Yes, in the sense that GameStop submitted its proposal without prior discussions with eBay management. Cohen confirmed he had not spoken with eBay leadership before making the offer public. eBay’s board is reviewing the proposal and could choose to engage, reject the bid, seek alternative offers, or adopt defensive measures like a poison pill to block the transaction.

What cost savings does GameStop expect from combining with eBay?

GameStop projects approximately two billion dollars in annual cost reductions within twelve months of closing. The largest portion—about 1.2 billion dollars—would come from cutting eBay’s sales and marketing budget, which stood at 2.4 billion dollars in fiscal 2025. Additional savings of roughly 300 million dollars in product development and 500 million dollars in general and administrative costs round out the target. Skeptics question whether such deep cuts could harm eBay’s marketplace activity and seller engagement.

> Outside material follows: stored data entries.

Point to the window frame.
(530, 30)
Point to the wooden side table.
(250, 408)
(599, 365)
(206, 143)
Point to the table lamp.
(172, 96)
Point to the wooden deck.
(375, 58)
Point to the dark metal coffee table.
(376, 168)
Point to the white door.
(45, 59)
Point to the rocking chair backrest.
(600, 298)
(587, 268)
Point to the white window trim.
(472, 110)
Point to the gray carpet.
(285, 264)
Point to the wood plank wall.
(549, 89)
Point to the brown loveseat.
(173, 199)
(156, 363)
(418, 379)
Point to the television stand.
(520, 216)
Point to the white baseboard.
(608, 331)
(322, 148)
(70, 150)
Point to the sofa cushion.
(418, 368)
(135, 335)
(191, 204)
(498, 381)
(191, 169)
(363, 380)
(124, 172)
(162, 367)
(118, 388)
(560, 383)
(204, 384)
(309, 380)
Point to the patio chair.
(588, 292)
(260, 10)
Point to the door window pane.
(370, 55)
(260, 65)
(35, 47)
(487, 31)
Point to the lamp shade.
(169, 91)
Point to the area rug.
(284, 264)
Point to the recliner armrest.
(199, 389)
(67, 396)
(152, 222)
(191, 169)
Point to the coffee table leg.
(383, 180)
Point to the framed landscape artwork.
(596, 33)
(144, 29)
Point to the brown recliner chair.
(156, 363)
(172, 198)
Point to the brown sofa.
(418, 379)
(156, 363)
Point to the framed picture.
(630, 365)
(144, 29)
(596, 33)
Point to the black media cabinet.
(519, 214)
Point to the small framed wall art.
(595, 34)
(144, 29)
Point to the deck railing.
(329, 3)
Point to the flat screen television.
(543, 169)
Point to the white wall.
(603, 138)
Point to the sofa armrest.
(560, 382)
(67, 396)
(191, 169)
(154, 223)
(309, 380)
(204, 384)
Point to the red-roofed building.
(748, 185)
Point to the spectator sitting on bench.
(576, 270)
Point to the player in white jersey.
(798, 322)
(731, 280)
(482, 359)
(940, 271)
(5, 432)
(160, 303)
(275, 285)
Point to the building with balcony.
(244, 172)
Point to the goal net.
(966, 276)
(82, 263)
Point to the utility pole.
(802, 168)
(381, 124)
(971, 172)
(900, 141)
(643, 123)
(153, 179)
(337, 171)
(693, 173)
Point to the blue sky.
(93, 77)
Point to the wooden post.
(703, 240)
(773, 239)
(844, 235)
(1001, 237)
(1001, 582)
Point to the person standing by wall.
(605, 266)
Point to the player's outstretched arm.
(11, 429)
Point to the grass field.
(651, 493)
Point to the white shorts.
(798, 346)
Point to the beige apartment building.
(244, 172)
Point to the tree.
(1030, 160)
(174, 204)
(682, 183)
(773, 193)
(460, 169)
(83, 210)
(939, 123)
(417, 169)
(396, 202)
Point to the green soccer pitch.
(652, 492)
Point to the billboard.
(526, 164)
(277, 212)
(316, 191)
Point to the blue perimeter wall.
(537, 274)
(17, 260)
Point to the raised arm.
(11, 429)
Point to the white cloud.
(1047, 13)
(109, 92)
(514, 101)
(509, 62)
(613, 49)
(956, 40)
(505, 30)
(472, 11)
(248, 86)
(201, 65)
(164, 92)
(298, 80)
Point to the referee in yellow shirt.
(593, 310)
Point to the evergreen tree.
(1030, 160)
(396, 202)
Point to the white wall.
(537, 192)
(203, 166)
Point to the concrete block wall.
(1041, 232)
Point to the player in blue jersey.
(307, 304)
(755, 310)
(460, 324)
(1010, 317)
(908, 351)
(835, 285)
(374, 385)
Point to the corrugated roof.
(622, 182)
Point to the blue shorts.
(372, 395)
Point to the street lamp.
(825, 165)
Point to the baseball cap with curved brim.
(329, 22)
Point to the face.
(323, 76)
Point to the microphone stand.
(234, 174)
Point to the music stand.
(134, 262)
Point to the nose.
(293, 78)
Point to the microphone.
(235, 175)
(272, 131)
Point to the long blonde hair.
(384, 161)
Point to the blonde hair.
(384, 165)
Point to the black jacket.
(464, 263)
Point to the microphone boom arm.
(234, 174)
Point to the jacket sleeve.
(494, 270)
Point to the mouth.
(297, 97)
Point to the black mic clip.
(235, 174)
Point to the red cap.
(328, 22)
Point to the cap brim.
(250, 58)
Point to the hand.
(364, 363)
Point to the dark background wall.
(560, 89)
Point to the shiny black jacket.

What regulatory hurdles does the deal face?

The transaction requires Hart-Scott-Rodino antitrust clearance from the Federal Trade Commission and Department of Justice, as well as potential international regulatory approvals given eBay’s global operations. GameStop has disclosed plans to file a Schedule 13D reflecting its five-percent economic stake and activist intent. The current antitrust environment has been more aggressive than in previous years, which could lengthen the review timeline even if the deal does not raise traditional market-concentration concerns.